On that matter, HMC reported that as of last June 30, the end of fiscal year 2020, it had “no direct exposure to companies that explore for or develop further reserves of fossil fuels.” At the end of fiscal 2008, when HMC was a much different organization pursuing much different strategies, at least 11 percent of the portfolio (approximately $4.1 billion) was invested in fossil-fuel commodities or enterprises. Including indirect exposure (assets held by external investment managers, as most HMC investments are today), the level of fossil-fuel-related investments at the end of fiscal 2020 was “less than 2 percent”: about $800 million.
The broader objective—a portfolio that in the aggregate emits no GHGs by 2050—depends on both changes in the economy and public policy (company and consumer shifts to clean sources of power) and on new techniques for collecting data from enterprises in which HMC might invest and its holdings as a whole. The data required include portfolio enterprises’ baseline GHG emissions, what steps they are taking to get to net-zero emissions, and how investors harness that information in assembling their holdings.
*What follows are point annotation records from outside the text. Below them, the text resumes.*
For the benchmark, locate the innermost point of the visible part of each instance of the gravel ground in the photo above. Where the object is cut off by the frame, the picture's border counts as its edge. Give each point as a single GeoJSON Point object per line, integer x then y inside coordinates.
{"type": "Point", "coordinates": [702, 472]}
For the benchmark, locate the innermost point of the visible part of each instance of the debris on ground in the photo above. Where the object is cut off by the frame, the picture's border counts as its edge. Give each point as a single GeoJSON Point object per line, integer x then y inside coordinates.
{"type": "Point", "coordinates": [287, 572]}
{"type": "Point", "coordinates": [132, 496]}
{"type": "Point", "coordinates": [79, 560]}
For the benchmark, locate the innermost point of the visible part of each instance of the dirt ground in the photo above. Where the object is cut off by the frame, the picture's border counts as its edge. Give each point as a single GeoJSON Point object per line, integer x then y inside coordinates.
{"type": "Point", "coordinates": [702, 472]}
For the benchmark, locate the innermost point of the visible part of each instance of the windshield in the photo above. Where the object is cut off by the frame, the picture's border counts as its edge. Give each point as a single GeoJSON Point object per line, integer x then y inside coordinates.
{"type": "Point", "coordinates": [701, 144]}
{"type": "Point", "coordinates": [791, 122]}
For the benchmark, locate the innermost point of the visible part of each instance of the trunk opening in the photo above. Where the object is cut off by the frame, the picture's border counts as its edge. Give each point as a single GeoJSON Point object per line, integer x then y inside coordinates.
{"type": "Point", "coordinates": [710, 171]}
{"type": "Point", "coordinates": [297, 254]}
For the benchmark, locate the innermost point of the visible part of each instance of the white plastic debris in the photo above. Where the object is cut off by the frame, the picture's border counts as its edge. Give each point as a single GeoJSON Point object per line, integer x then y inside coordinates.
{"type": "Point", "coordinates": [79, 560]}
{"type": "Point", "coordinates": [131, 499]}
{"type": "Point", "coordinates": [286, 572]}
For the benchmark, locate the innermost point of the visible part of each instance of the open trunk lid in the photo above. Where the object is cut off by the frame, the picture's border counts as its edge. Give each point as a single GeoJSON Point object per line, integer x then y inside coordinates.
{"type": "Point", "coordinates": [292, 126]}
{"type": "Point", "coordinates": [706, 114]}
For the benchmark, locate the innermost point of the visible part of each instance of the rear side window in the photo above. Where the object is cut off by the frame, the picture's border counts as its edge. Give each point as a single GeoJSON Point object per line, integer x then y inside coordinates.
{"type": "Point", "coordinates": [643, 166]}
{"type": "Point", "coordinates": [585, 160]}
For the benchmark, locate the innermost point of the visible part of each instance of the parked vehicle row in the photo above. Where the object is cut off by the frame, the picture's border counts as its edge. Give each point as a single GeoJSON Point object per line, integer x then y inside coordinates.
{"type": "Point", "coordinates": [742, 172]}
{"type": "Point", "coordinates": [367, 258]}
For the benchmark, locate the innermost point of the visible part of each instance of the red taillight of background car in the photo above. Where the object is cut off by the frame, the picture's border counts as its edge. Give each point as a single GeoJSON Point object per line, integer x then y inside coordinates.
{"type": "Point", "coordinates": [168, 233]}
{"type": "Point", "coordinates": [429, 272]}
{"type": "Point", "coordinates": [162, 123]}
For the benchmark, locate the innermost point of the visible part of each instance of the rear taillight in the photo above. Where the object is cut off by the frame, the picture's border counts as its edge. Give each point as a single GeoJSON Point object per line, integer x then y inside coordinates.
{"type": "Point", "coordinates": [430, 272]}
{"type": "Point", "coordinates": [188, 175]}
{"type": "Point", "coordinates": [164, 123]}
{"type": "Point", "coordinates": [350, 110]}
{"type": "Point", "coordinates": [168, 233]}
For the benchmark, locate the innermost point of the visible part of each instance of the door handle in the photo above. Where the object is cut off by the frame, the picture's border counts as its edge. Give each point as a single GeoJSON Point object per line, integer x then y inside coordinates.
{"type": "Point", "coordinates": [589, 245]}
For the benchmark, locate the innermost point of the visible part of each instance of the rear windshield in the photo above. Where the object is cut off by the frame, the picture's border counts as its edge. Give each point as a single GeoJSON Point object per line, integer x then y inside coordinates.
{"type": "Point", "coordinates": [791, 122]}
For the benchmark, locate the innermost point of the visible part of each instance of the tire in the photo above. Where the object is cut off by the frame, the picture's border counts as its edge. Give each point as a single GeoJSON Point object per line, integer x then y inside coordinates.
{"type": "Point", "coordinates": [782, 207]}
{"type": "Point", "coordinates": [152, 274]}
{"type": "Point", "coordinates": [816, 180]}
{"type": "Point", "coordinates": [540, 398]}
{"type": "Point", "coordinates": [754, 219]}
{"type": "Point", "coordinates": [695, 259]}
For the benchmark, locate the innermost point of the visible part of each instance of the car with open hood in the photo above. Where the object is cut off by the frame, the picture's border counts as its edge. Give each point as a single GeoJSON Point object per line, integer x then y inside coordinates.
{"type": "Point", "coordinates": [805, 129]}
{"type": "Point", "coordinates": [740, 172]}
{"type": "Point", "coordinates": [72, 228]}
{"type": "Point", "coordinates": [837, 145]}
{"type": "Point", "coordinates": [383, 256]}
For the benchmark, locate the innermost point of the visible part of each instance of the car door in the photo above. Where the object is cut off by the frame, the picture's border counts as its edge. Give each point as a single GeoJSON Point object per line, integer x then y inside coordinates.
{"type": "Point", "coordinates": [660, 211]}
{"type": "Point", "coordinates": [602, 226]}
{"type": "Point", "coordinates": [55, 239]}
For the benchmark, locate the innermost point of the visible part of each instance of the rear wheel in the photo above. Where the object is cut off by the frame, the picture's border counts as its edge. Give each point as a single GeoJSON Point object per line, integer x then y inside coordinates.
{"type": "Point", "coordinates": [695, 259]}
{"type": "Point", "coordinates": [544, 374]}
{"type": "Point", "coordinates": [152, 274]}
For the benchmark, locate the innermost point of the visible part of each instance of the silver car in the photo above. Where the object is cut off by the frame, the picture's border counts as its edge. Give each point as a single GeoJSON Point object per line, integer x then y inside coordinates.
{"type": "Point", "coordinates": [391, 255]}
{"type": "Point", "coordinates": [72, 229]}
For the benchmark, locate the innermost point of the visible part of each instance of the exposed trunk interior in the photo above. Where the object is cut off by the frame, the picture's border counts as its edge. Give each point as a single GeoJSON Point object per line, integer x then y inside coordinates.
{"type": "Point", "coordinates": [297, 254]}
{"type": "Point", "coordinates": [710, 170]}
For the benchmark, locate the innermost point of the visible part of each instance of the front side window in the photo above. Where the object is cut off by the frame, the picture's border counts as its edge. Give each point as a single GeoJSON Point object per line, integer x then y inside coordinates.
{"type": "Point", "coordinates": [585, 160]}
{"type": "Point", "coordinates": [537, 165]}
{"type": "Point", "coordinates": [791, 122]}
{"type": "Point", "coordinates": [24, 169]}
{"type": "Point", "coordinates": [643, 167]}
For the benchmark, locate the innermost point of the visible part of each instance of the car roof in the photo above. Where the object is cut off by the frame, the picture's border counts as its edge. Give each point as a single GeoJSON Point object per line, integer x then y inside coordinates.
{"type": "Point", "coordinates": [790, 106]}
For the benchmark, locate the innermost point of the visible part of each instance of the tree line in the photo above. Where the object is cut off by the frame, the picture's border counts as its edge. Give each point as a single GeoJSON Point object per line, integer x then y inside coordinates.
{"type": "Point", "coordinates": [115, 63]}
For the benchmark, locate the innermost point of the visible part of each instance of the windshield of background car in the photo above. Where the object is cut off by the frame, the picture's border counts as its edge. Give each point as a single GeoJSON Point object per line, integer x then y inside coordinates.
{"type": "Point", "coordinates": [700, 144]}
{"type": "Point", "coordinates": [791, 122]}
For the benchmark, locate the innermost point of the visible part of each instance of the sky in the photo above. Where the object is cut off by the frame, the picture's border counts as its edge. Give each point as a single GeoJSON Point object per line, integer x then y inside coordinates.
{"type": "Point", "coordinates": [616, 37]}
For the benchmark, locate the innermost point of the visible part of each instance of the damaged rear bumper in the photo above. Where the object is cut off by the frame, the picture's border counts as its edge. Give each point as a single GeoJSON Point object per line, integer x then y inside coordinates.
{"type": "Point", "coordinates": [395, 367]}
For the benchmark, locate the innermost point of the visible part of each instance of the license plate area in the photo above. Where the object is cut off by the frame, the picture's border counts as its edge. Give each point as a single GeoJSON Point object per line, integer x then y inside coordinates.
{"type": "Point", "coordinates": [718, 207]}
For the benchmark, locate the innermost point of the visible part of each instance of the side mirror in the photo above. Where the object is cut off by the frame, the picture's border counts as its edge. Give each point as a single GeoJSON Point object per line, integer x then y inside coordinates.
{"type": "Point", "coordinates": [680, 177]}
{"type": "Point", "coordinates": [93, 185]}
As HMC points out, it no longer manages investments directly, so it needs new ways to get information on the underlying assets from the external fund managers it retains to put Harvard’s cash to work. Moreover, even as data become more available from large, publicly held corporations, HMC is heavily oriented toward private-equity investments (where climate-risk assessments and emissions data are less well developed) and hedge funds (which may involve “long/short equity funds, high-frequency trading, the use of complex derivatives, and shorting of securities,” all of which complicate the data-gathering problems considerably). In the near term, HMC is subscribing to external data providers, and working with other institutional investors to expand the availability of climate information, portfolio-assessment techniques, and so on. Clearly, much of the work is nascent—think of this an as R&D operation—in part reflecting the primitive state of needed reporting and analysis at the level of companies in which HMC might invest. For a more detailed report, including information on some of HMC’s metrics, see harvardmag.com/hmc-fossilfuel-net0update-21.
Advocates, meanwhile, remain committed to overturning Harvard’s divestment stance. Divest Harvard acknowledged “steps in the right direction” in the HMC report, but blasted “Harvard’s failure to commit to fully divesting and reinvesting its fossil-fuel holdings” despite “repeatedly acknowledg[ing] the ‘urgent’ need for ‘immediate’ action on climate change….”
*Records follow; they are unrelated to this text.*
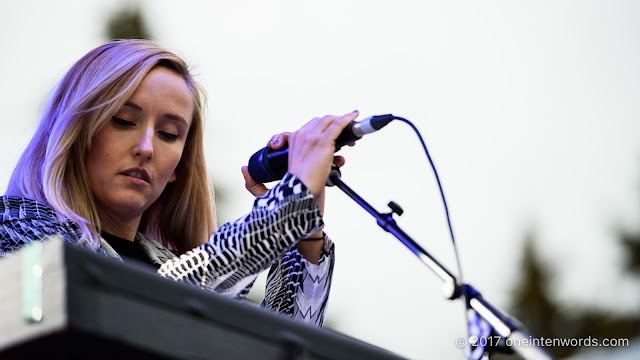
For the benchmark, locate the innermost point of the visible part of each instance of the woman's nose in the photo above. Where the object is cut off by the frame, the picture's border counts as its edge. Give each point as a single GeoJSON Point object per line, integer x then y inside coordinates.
{"type": "Point", "coordinates": [144, 147]}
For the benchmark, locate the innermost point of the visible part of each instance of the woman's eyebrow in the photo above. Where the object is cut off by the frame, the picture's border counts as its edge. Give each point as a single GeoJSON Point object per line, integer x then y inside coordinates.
{"type": "Point", "coordinates": [177, 118]}
{"type": "Point", "coordinates": [132, 105]}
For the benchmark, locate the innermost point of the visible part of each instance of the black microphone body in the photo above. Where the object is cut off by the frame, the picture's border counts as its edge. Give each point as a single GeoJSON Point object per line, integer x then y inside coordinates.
{"type": "Point", "coordinates": [267, 164]}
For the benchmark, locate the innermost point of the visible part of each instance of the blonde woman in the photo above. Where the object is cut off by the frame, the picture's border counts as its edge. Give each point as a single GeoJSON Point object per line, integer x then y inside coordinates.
{"type": "Point", "coordinates": [117, 165]}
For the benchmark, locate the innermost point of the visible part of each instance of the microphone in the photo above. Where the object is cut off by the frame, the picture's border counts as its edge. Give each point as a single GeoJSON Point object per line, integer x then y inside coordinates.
{"type": "Point", "coordinates": [267, 164]}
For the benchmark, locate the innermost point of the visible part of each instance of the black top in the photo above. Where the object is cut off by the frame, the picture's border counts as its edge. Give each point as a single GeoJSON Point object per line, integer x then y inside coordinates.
{"type": "Point", "coordinates": [127, 249]}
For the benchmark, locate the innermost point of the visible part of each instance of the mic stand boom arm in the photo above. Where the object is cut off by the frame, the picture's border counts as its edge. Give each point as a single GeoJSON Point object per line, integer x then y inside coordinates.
{"type": "Point", "coordinates": [517, 338]}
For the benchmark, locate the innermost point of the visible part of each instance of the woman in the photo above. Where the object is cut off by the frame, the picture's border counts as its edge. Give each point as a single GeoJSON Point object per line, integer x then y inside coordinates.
{"type": "Point", "coordinates": [117, 166]}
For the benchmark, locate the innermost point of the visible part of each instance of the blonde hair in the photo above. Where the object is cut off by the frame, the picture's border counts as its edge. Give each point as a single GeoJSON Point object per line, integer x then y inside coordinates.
{"type": "Point", "coordinates": [52, 168]}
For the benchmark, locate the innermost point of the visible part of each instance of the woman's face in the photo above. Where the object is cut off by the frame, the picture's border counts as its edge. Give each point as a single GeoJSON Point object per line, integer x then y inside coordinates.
{"type": "Point", "coordinates": [134, 156]}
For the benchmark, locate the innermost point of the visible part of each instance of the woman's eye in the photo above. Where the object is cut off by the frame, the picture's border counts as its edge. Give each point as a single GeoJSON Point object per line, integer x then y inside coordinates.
{"type": "Point", "coordinates": [122, 122]}
{"type": "Point", "coordinates": [169, 136]}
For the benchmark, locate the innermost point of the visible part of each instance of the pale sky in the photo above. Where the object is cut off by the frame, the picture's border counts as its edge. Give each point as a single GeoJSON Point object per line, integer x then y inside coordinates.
{"type": "Point", "coordinates": [530, 111]}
The University’s academic approach, and the divestment advocates’ campaign, played out in a revealing way days before the HMC report. The newly redesigned Harvard homepage (www.harvard.edu), which features themes for a week or two at a time, debuted a climate-change focus in mid February. And Divest Harvard published a mock superheroes comic book purporting to explain how the Corporation (the ultimate decisionmaker) works and depicting its members as commanding “superpowers” but choosing to be “missing in action” on climate: “Will they let the bad guys win? Or will they step up and be the heroes the planet needs?”
Those dramatics aside, balloting in the annual election for members of the Board of Overseers began April 1. As reported, three candidates campaigning on the Harvard Forward platform, which includes divestment, have qualified for the ballot by petition, raising the salience of the issue for alumni for the second year in a row. (Read all the candidates’ perspectives at harvardmag.com/overseer-nomineeviews-21.)
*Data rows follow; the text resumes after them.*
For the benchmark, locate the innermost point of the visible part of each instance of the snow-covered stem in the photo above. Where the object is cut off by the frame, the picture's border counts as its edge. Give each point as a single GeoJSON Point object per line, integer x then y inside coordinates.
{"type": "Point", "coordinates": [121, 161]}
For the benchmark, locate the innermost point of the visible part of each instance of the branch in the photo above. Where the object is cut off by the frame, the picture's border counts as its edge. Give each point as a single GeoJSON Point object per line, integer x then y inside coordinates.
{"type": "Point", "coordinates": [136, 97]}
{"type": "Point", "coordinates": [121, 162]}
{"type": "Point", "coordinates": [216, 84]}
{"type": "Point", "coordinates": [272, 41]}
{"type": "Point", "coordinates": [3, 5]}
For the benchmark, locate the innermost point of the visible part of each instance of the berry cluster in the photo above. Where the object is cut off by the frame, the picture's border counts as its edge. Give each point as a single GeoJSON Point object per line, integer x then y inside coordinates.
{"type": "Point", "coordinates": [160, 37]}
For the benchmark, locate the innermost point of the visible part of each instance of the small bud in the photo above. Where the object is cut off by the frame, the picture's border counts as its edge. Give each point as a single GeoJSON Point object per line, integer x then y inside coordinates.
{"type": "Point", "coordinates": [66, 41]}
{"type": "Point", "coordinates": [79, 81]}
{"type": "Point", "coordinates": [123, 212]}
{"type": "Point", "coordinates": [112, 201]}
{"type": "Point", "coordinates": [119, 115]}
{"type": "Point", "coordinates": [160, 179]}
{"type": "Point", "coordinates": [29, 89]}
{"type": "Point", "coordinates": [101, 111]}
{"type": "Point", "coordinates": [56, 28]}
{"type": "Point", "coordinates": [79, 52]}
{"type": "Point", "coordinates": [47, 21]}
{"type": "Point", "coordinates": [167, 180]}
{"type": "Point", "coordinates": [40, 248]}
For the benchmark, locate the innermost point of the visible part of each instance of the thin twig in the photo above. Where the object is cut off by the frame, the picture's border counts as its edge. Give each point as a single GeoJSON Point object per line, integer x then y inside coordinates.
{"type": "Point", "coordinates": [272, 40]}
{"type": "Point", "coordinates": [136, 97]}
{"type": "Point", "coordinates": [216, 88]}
Elsewhere, diverse schools continue toward phasing out or divesting fossil-fuel holdings. The University of Southern Californiaannounced in February that it would liquidate its remaining fossil-fuel assets and avoid new ones. Tufts has opted for a more limited process, ruling out direct investments in companies that produce coal or tar sands (it has none now). It will also invest $10 million to $25 million in enterprises and funds meant to have a “positive impact” on climate change. And Rutgers revealed on March 9 that it would divest—ceasing new investments in fossil fuels, exiting index funds with such investments within a year, and winding up related private investments within a decade; 5 percent of its $1.6-billion endowment is affected.
Separately, Yale announced in early March that FedEx (founded and chaired by its alumnus Frederick W. Smith) had donated $100 million to fund a new Center for Natural Carbon Capture—part of a larger, campus-wide Planetary Solutions Project on climate change and biodiversity. FedEx itself is beginning to acquire thousands of electric delivery vans. That sort of improvement in the ways the world conducts its business, and related academic research on large-scale solutions, suggest the directions that Harvard, its endowment, and peer institutions must follow to address the threats of planetary climate change.